Our exploratory analyses supported this interpretation, revealing a small negative association between stimulation intensity and target identification accuracy, suggesting that high intensities may impair performance. This aligns with the inverted-U dose-response curve, which has been observed in both invasive and non-invasive VNS studies. For example, Helmsteadter et al.10 noted that memory improvements observed with low-intensity invasive VNS in epilepsy patients transitioned into performance suppression at higher intensities. Similarly, McHaney et al.26 reported better and faster learning with lower intensity taVNS in exploratory analyses. Hays et al.27 further highlighted that the relationship between VNS intensity and neuroplasticity follows an inverted U-pattern: low-intensity VNS does not sufficiently activate neural pathways, moderate-intensity VNS optimally enhances plasticity, while higher-intensity VNS hinders it. Animal studies also support this pattern. For instance, Borland et al.28 found that moderate stimulation intensities enhanced plasticity and cortical reorganization in the auditory cortex, whereas both lower and higher intensities failed to enhance plasticity (see also29,30). This inverted-U dose-response relationship may stem from nonlinear effects of norepinephrine release. Excessively high or low norepinephrine levels are associated with suboptimal neuromodulatory activation27, consistent with the Yerkes-Dodson law, which posits that an optimal level of arousal facilitates learning and performance31. Thus, it could be that stimulation intensity levels used in the present study may have exceeded the optimal range for cognitive enhancement, masking potential benefits of moderate levels. This could have led to performance deterioration in participants receiving higher stimulation levels, obscuring potential improvements in those exposed to moderate intensities. While these conclusions are tentative and based on exploratory analyses, they suggest that stimulation intensity could be a critical determinant of tcVNS efficacy and should be systematically manipulated in future studies.

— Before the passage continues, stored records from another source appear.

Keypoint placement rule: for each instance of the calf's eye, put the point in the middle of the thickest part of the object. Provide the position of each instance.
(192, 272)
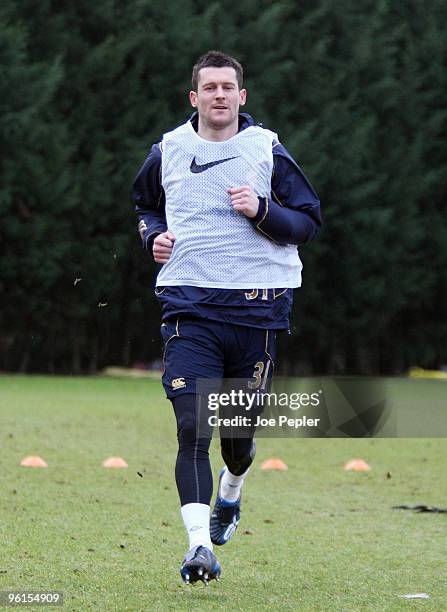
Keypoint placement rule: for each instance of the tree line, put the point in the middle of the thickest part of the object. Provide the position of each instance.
(355, 90)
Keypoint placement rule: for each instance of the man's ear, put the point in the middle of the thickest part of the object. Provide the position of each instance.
(193, 98)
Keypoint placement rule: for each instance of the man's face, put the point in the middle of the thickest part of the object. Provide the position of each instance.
(218, 97)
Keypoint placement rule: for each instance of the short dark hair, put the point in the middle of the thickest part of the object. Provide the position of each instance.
(216, 59)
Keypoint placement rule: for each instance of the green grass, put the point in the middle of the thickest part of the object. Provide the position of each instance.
(312, 538)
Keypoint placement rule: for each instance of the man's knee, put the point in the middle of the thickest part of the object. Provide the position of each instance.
(238, 454)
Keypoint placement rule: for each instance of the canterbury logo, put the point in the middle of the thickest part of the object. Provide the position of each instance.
(196, 168)
(178, 383)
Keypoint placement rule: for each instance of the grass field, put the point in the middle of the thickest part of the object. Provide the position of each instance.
(312, 538)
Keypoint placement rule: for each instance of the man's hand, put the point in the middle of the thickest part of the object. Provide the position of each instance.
(244, 200)
(162, 247)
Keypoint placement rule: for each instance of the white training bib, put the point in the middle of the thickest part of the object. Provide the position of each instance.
(216, 246)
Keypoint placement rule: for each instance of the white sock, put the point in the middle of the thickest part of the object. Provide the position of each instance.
(231, 485)
(196, 518)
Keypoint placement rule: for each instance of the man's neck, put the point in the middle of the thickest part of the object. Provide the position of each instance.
(208, 132)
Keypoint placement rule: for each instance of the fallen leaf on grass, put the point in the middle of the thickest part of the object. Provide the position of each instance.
(421, 508)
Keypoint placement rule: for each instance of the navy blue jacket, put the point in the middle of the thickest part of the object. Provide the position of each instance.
(291, 215)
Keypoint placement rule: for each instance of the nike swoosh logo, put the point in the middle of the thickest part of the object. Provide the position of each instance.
(196, 168)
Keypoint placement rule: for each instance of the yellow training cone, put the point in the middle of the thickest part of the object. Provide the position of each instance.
(357, 465)
(114, 462)
(274, 464)
(33, 461)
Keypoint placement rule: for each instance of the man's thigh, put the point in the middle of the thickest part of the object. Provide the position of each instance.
(193, 349)
(250, 355)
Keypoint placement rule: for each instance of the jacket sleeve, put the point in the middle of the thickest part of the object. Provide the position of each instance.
(291, 214)
(149, 199)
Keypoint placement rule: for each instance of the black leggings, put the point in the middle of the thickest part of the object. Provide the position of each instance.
(192, 469)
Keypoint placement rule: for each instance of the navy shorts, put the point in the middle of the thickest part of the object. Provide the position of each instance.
(201, 348)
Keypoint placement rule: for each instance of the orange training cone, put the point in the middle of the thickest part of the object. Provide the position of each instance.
(274, 464)
(33, 461)
(114, 462)
(357, 465)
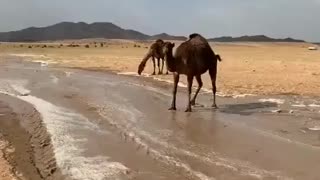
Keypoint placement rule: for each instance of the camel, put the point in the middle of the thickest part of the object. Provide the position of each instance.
(192, 58)
(155, 51)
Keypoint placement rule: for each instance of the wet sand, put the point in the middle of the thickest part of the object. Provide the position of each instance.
(100, 125)
(247, 68)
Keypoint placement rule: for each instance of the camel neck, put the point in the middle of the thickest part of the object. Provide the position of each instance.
(170, 62)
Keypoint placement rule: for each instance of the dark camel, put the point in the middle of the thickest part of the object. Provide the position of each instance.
(155, 51)
(193, 58)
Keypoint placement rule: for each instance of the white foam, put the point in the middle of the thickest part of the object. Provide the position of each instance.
(271, 100)
(299, 105)
(314, 105)
(68, 74)
(28, 55)
(181, 84)
(316, 128)
(133, 132)
(60, 122)
(54, 79)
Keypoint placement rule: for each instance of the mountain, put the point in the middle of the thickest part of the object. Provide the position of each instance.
(69, 30)
(258, 38)
(81, 30)
(168, 37)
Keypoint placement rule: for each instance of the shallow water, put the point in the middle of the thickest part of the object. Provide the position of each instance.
(106, 126)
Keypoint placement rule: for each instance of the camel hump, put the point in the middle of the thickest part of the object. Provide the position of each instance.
(191, 36)
(159, 41)
(218, 57)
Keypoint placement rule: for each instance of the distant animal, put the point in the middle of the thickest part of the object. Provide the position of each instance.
(312, 48)
(192, 58)
(155, 52)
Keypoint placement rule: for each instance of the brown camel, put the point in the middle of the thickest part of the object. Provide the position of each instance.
(193, 58)
(155, 51)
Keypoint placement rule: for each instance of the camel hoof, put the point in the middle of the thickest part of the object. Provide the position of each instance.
(214, 106)
(173, 109)
(188, 110)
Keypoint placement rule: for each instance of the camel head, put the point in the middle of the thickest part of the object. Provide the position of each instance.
(168, 48)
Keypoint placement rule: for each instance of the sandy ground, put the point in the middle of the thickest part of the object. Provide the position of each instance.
(119, 128)
(247, 68)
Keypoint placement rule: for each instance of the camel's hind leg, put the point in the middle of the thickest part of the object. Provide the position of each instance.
(174, 92)
(190, 81)
(162, 66)
(213, 76)
(154, 66)
(198, 78)
(165, 62)
(159, 64)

A fundamental methodological limitation of our study is the reliance on lip pull as a proxy for vagus nerve engagement without physiological validation. While this approach was consistent with prior studies demonstrating tcVNS efficacy2,22, a lip pull reflects activation of adjacent motor nerves rather than afferent vagus nerve fibers. Additionally, tcVNS requires stimulation to pass through the skin in the neck and therefore currents are stronger and stimulation fields more diffused compared to other vagus nerve stimulation techniques23. This makes it possible that non-vagal cervical nerves or efferent fibers are also stimulated, making it harder to pinpoint the sole effect of stimulating the vagus nerve on cognition. Without physiological biomarkers, it is impossible to determine whether the null effects reflect ineffective vagal activation, excessively high intensity, or both. This represents a fundamental limitation: no definitive conclusions can be drawn about the mechanism of failure. Future studies must incorporate physiological biomarkers to assess vagal engagement, though non-invasive measures remain challenging and inconclusive27,32,36.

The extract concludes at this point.